The Obama administration was staffed with moderates who found that there was no reward for moderation. Liberals attacked them for being tepid. Republicans attacked them because it was enjoyable to see Democrats attacked. Over time, the administration drifted left and created what you might call Split Level Technocratic Liberalism.
President Obama defended spending initiatives in broad terms. He had enormous faith in the power of highly trained experts and based his arguments on models and projections. The actual legislation was cobbled together by Democratic committee chairmen, often acting beyond the administration’s control.
During 2010, the economic decline abated, but the recovery did not arrive. There were a few false dawns, and stagnation. The problem was this: The policy makers knew how to pull economic levers, but they did not know how to use those levers to affect social psychology.
The crisis was labeled an economic crisis, but it was really a psychological crisis. It was caused by a mood of fear and uncertainty, which led consumers to not spend, bankers to not lend and entrepreneurs to not risk. No amount of federal spending could change this psychology because uncertainty about the future remained acute.
Essentially, Americans had migrated from one society to another — from a society of high trust to a society of low trust, from a society of optimism to a society of foreboding, from a society in which certain financial habits applied to a society in which they did not. In the new world, investors had no basis from which to calculate risk. Families slowly deleveraged. Bankers had no way to measure the future value of assets.
Cognitive scientists distinguish between normal risk-assessment decisions, which activate the reward-prediction regions of the brain, and decisions made amid extreme uncertainty, which generate activity in the amygdala. These are different mental processes using different strategies and producing different results. Americans were suddenly forced to cope with this second category, extreme uncertainty.
Economists and policy makers had no way to peer into this darkness. Their methods were largely based on the assumption that people are rational, predictable and pretty much the same. Their models work best in times of equilibrium. But in this moment of disequilibrium, behavior was nonlinear, unpredictable, emergent and stubbornly resistant to Keynesian rationalism.
The failure to generate a recovery led to a collapse of public confidence. President Obama’s promises of 3.5 million jobs now seemed a sham and his former certainty a delusion. The political climate grew more polarized. That meant it was impossible to tackle entitlement debt. That and the economic climate meant it was impossible to raise taxes or cut spending or do anything to reduce the yawning deficits. Federal deficits were 15 percent of G.D.P. and growing.

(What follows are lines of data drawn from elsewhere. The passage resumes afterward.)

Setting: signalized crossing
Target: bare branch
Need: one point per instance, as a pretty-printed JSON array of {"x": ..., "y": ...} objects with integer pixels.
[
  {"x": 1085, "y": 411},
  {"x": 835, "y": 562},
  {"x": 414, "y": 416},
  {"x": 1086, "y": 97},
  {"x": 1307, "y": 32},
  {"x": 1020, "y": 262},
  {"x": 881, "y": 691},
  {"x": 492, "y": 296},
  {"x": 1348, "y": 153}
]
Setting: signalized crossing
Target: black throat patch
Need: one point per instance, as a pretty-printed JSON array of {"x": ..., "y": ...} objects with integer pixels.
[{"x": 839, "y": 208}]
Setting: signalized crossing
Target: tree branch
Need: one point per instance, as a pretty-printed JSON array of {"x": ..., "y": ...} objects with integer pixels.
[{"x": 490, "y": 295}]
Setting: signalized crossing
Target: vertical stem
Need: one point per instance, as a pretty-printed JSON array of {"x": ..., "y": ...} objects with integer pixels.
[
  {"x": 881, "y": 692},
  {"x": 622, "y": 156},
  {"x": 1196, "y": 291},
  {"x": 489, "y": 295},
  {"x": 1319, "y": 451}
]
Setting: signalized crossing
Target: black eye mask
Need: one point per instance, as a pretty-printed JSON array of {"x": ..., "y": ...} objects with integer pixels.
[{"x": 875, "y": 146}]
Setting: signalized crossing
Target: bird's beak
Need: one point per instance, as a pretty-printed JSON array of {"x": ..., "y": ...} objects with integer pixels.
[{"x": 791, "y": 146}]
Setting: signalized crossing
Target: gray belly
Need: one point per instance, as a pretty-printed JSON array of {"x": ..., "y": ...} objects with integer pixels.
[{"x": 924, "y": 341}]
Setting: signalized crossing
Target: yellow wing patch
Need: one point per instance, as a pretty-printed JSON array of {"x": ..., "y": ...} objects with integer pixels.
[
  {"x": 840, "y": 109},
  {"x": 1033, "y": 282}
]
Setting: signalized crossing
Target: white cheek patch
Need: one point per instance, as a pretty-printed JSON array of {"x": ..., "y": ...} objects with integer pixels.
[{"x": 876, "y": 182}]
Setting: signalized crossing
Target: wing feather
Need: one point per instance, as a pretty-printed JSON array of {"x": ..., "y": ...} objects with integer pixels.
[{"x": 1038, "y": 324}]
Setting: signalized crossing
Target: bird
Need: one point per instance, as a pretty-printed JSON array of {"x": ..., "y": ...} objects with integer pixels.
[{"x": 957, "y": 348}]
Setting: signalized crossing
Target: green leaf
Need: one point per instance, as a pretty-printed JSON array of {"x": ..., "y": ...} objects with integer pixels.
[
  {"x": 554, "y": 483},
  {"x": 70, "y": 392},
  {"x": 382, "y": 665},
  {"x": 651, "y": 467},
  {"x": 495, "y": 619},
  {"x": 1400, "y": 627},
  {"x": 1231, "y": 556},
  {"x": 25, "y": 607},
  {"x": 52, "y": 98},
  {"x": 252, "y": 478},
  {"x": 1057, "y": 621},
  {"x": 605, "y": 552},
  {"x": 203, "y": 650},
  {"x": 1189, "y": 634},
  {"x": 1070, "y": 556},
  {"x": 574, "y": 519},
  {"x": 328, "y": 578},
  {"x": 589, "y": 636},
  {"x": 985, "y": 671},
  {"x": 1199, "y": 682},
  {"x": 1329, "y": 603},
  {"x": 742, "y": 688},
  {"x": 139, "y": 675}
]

Far from easing uncertainty, the exploding deficits led to more fear. The U.S. could not afford to respond to new emergencies, like hurricanes or foreign crises. Other nations sensed American overextension. Foreign debt-holders grew nervous. Interest rates rose. Congress indulged its worst instincts, erecting trade barriers, propping up doomed companies. Scholars began to talk about the American Disease, akin to the British Disease of the 1970s.
The nation had essentially bet its future on economic models with primitive views of human behavior. The government had tried to change social psychology using the equivalent of leeches and bleeding. Rather than blame themselves, Americans directed their anger toward policy makers and experts who based estimates of human psychology on mathematical equations.